In Norway, though, stone-age remains have been preserved because the areas along the coast rebounded from the glacial weight of the last ice age instead. Another reason is that agriculture in Norway has been less extensive, and so it hasn’t covered the traces of the Stone Age. In Finnmark, where cultivated land is the least prevalent, it’s possible to see many traces of the oldest dwellings,” says Fretheim.

From tents to pit houses

Not surprisingly, finding traces of 10 000 to 11 500 year old homes of people from the Mesolithic period is pretty limited.

Fretheim says archaeologists have found tent rings, which are stones that were placed on the tent flaps. They’ve also found cleared surfaces, with clearly defined concentrations of tool remains. Producing stone tools created a lot of debris.

The earliest homes were small.

The floor area of these early dwellings “is almost always between five and ten square metres,” says Fretheim, “which may indicate that nuclear families moved around with portable tents. I think the tents were probably part of the mobile lifestyle ‘package’ that people travelled with.”

Several things happened 9500 years ago that impacted the housing and settlement patterns in Norway: the forest spread into new areas, the sea level along the coast stabilized and the final ice sheets from the last ice age retreated from the interior.

Dwellings then became larger. Instead of pitching a tent on the ground, the floor was partially dug down into the ground of so-called pit houses. The rest of the house was built up with a framework of wood and turf.

The largest pit houses were up to 40 square metres.

Several families may have lived together, or perhaps hunting teams shared houses,” says Fretheim.

Landmark attractors

As the sea level stabilized, Fretheim believes it became possible for people to build their knowledge of the area’s natural resources, such as good fishing spots. This diminished the need to follow animals such as reindeer or seals on their migrations. People came to prefer living in areas with fishing and hunting conditions that were stable and varied.

The pit houses were kept up and reused to a great extent, with the most used ones being maintained for over 1000 years.

Fretheim thinks it’s fascinating to think about how these house remains affected people in the Stone Age and somehow kept drawing them back to those places.

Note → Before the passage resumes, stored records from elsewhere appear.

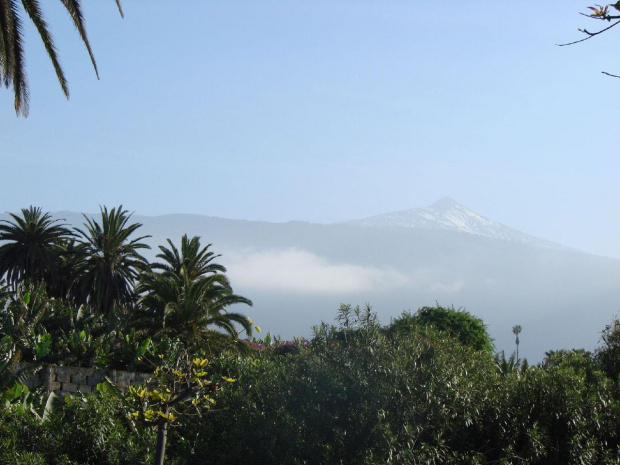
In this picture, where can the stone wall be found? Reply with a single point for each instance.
(66, 380)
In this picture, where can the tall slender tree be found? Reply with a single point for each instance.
(192, 261)
(12, 63)
(190, 297)
(111, 261)
(32, 251)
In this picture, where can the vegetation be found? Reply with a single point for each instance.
(427, 388)
(12, 60)
(609, 15)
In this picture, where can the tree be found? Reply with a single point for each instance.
(190, 296)
(111, 262)
(601, 13)
(459, 324)
(608, 354)
(12, 64)
(33, 248)
(192, 262)
(180, 383)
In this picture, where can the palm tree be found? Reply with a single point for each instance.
(32, 250)
(190, 296)
(12, 65)
(111, 261)
(192, 262)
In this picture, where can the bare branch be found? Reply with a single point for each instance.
(608, 74)
(590, 34)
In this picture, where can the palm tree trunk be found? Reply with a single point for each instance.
(162, 436)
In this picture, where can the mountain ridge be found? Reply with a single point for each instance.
(449, 215)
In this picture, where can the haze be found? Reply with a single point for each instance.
(326, 111)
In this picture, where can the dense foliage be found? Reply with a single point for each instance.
(425, 389)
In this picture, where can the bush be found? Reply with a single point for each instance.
(459, 324)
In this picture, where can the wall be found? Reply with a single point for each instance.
(64, 380)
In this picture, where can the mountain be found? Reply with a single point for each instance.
(448, 215)
(297, 273)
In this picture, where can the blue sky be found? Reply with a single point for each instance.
(325, 110)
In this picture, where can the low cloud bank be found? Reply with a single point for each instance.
(299, 271)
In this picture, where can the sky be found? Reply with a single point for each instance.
(325, 111)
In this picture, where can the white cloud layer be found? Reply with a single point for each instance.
(293, 270)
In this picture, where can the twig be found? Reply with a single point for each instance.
(608, 74)
(590, 34)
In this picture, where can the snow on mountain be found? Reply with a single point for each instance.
(449, 215)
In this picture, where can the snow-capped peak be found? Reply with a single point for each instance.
(447, 214)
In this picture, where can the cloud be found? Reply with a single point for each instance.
(299, 271)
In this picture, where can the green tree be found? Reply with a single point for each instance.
(111, 262)
(191, 262)
(468, 329)
(12, 61)
(32, 251)
(190, 296)
(608, 14)
(608, 354)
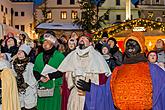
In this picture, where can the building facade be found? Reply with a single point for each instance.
(18, 14)
(117, 11)
(152, 9)
(59, 11)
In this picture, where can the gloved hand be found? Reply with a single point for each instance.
(83, 85)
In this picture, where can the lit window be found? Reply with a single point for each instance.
(2, 8)
(63, 15)
(16, 13)
(117, 2)
(22, 27)
(6, 10)
(49, 15)
(22, 14)
(74, 14)
(17, 26)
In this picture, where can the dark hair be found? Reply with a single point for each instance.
(113, 39)
(15, 41)
(152, 51)
(23, 36)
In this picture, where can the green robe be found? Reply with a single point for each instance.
(54, 102)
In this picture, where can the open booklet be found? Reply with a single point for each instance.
(48, 69)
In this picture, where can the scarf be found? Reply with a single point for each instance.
(47, 54)
(19, 67)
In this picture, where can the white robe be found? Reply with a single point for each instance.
(29, 99)
(82, 64)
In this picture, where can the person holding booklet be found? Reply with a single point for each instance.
(47, 60)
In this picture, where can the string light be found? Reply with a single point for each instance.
(117, 28)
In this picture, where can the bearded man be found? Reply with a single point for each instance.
(82, 63)
(136, 85)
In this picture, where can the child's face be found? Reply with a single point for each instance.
(152, 57)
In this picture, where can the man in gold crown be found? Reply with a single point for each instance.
(136, 85)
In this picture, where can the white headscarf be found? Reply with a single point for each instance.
(96, 64)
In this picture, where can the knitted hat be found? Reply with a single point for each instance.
(88, 35)
(113, 39)
(139, 37)
(25, 48)
(106, 45)
(51, 38)
(72, 40)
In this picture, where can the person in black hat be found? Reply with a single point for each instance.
(99, 44)
(116, 55)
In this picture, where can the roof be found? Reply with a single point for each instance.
(22, 0)
(58, 26)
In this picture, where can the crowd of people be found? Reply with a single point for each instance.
(80, 64)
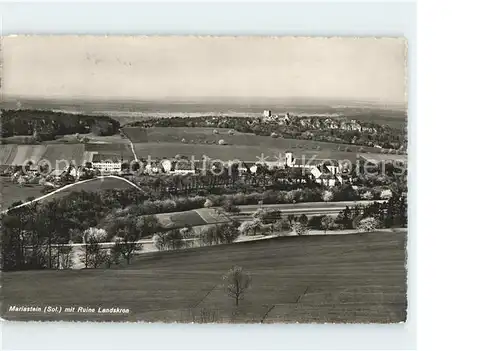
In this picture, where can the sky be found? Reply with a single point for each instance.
(151, 68)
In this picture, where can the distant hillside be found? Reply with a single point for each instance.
(46, 125)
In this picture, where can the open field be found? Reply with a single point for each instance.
(332, 278)
(194, 218)
(206, 136)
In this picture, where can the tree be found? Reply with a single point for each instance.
(300, 229)
(327, 196)
(303, 219)
(267, 215)
(328, 223)
(93, 254)
(236, 283)
(160, 240)
(368, 224)
(250, 226)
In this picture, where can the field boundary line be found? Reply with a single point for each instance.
(70, 186)
(267, 313)
(204, 297)
(302, 295)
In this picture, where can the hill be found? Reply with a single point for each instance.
(89, 185)
(332, 278)
(48, 124)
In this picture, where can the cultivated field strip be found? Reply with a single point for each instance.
(331, 278)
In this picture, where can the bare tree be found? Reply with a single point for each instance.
(236, 283)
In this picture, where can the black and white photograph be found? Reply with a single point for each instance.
(204, 179)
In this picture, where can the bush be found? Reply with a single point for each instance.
(368, 224)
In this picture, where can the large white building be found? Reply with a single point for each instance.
(107, 164)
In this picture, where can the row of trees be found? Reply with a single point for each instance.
(296, 127)
(46, 125)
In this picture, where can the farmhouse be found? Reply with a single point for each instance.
(109, 164)
(182, 167)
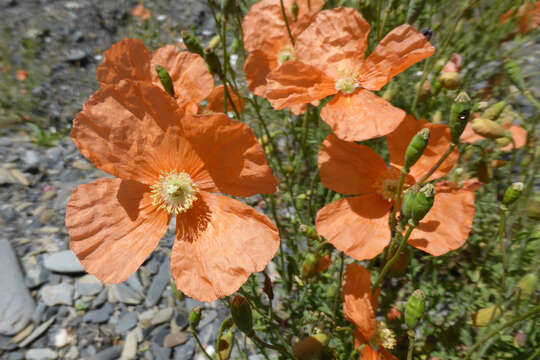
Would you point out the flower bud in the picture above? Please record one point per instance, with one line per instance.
(311, 347)
(494, 110)
(165, 79)
(241, 314)
(512, 193)
(488, 128)
(459, 115)
(450, 80)
(414, 310)
(416, 148)
(195, 317)
(417, 202)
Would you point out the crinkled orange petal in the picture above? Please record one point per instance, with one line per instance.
(191, 79)
(400, 49)
(118, 127)
(231, 154)
(113, 227)
(358, 303)
(438, 143)
(361, 116)
(219, 243)
(335, 42)
(349, 168)
(216, 100)
(448, 223)
(357, 226)
(127, 59)
(296, 83)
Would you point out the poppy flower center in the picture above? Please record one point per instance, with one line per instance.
(174, 192)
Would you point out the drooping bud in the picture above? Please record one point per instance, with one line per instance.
(311, 347)
(165, 79)
(414, 310)
(512, 193)
(459, 115)
(416, 148)
(417, 202)
(241, 314)
(195, 317)
(488, 128)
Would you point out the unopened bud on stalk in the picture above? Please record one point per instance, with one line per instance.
(311, 347)
(417, 202)
(459, 115)
(414, 310)
(195, 317)
(416, 148)
(241, 314)
(512, 193)
(165, 79)
(488, 128)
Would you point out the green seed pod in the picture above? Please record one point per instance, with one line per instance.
(512, 193)
(494, 110)
(165, 79)
(195, 317)
(414, 310)
(513, 71)
(241, 314)
(459, 115)
(414, 10)
(416, 148)
(418, 202)
(192, 43)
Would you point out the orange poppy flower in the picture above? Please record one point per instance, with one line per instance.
(359, 307)
(168, 163)
(519, 135)
(192, 82)
(330, 61)
(358, 225)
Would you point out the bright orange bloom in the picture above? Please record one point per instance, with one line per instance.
(267, 40)
(141, 12)
(358, 225)
(168, 163)
(330, 61)
(359, 307)
(192, 82)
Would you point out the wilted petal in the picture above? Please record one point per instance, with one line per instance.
(349, 168)
(400, 49)
(335, 42)
(219, 243)
(439, 141)
(113, 227)
(448, 223)
(361, 116)
(127, 59)
(295, 83)
(357, 225)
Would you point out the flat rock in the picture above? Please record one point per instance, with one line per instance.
(64, 262)
(16, 304)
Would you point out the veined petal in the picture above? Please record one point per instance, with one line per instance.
(219, 243)
(400, 49)
(357, 225)
(349, 168)
(113, 227)
(361, 116)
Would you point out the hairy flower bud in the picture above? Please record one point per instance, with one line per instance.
(414, 310)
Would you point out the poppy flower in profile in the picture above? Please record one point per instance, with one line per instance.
(330, 61)
(192, 82)
(358, 224)
(268, 42)
(168, 162)
(359, 306)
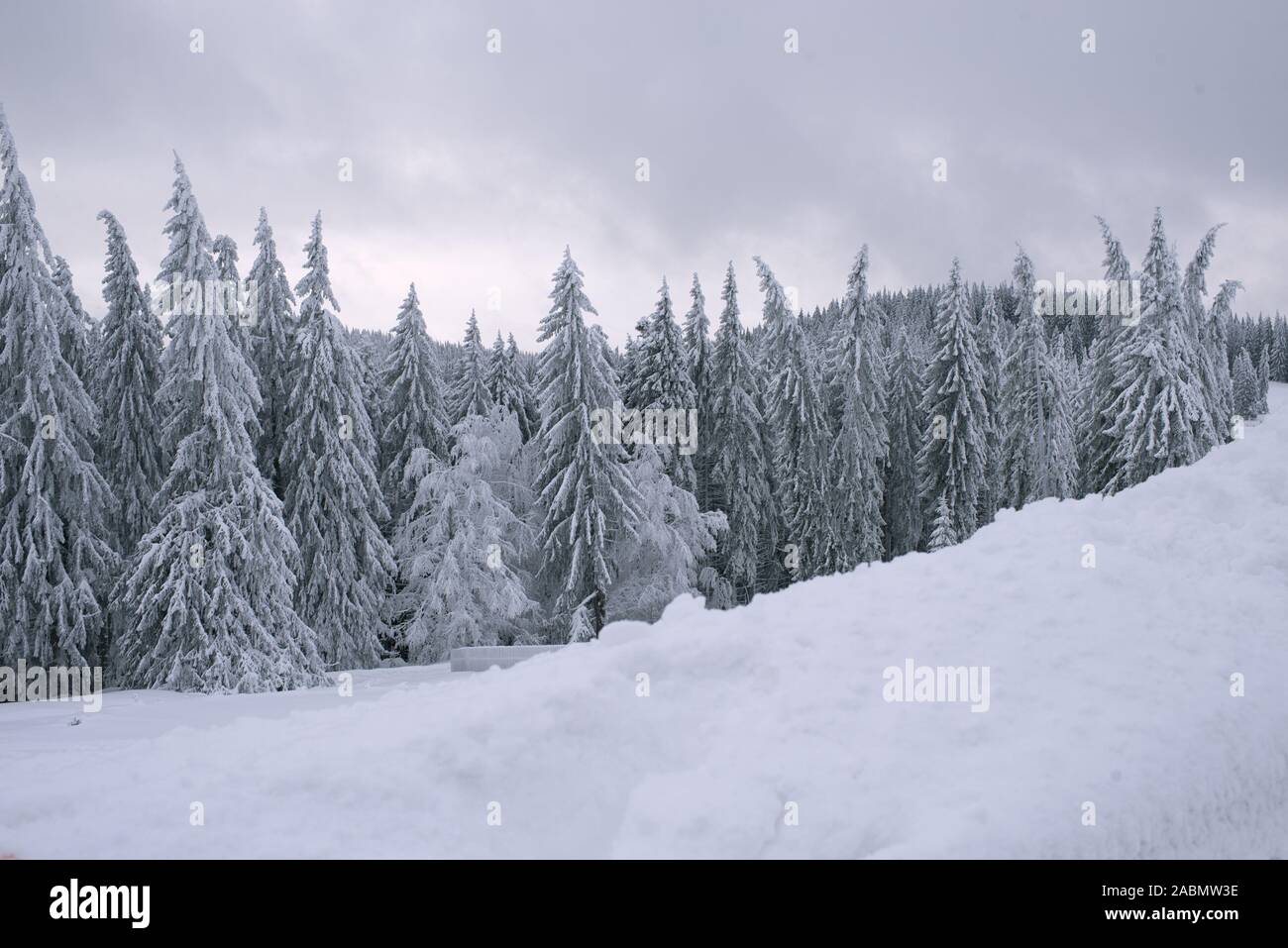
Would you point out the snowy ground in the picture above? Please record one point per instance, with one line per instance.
(1109, 685)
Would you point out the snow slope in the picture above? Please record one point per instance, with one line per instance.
(1109, 685)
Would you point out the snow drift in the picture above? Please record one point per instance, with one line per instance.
(764, 730)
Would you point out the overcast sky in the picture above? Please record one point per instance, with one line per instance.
(472, 170)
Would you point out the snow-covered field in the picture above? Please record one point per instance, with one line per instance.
(1109, 685)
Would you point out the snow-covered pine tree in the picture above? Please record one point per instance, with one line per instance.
(1209, 366)
(698, 351)
(415, 415)
(858, 454)
(210, 592)
(75, 329)
(1159, 402)
(1037, 443)
(661, 380)
(954, 447)
(54, 554)
(224, 250)
(739, 469)
(943, 531)
(509, 388)
(1098, 463)
(798, 419)
(373, 397)
(988, 339)
(128, 375)
(529, 420)
(907, 428)
(459, 541)
(1263, 380)
(1279, 352)
(333, 502)
(584, 484)
(469, 393)
(271, 342)
(1247, 388)
(662, 559)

Physical objects made by people continue to affect people and landscapes long afterwards. I imagine that the pit sites that were visible in the landscape at the time helped to create the first cultural landscape. These were the first visible traces left behind, so people recognized those places and chose to rebuild there rather than in new locations. People became more settled and linked to certain sites because they saw them as good places to live,” Fretheim says.